The perio is relatively easy. The monitor comes over makes sure you papers are in order and gives you consent for anesthesia. You administer it and send your patient for pre-treatment grading. When they come back you have the alloted time for treatment (90 min I think). Everyone starts at different times. They will put a post it note with your end time on your operatory wall. They grade you on being able to identify calculus on your designated surfaces, and then cleaning them. I would suggest trying to find teeth in one quadrant. You can only pick surfaces on 6-8 teeth. Of those teeth 3 of them need at least one surface with a pocket depth of 4mm or more. I'd suggest trying list all Mesial and Distal surfaces. This way it is easier on the grader and on you when your are checking. There is also a rule in the CIB that you must clean all surfaces of the tooth. For example, if you only list 18M as the only graded surface you MUST clean all surfaces of #18. I don't know how they would penalize you if you didn't. Also you have to probe two teeth they pick. A lot of people forget to do that so don't forget it. Some of my classmates made a pact that as soon as one of them did it they would causually say out loud "I'm probing now". Some of them forgot and remembered midway thru SRP and actually stoped in the middle to probe. It's a free 12 points that you should easily get. Give your patient more anesthesia before you send them for post treatment grading.

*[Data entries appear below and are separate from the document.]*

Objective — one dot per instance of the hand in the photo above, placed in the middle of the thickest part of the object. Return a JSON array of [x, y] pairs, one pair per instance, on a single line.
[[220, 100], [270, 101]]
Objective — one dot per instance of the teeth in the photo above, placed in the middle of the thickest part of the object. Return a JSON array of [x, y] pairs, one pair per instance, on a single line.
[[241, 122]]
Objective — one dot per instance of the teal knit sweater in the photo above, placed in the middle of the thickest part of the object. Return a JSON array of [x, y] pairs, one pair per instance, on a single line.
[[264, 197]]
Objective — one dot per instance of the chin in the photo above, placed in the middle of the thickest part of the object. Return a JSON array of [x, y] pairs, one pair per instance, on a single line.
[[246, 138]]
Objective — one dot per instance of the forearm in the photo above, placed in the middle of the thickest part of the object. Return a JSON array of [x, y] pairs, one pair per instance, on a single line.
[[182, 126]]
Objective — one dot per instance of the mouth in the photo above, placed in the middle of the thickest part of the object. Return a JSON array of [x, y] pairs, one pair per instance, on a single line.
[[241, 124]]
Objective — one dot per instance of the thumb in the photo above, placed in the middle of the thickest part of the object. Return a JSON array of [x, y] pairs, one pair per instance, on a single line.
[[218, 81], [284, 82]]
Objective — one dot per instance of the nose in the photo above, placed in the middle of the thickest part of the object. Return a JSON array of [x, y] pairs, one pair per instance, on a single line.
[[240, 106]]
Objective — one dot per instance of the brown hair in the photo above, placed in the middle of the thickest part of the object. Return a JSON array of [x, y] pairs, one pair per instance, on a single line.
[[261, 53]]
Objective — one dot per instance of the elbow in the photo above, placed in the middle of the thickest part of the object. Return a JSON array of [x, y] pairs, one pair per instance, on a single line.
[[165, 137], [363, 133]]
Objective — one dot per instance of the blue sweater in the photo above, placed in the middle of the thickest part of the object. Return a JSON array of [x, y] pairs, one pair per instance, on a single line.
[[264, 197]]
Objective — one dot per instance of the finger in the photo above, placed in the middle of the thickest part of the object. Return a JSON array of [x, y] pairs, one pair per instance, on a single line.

I took one of the prep classes and even they said if you had to pick an exam site pick Gainesville. They also said a lot of the graders and proctors prefer the Gainesville site over Nova. That said location won't determine if you pass or fail. You just need to know how to work the exam and the rules. If you're qualified you can pass the procedures without problems at all.
The nice thing about Florida Boards is that they tell you if you pass or fail at the end of the examination weekend. The other boards make you wait for 3-4 weeks. The other big PLUS is that once you pass FL boards you can get NERB status in like 30+ other states accepting the NERB exam. So yes you can take your Florida license to practice in those states. Be aware if you take the NERB outside of Florida you still won't be able to get a license in FL. So for now it is a one way street.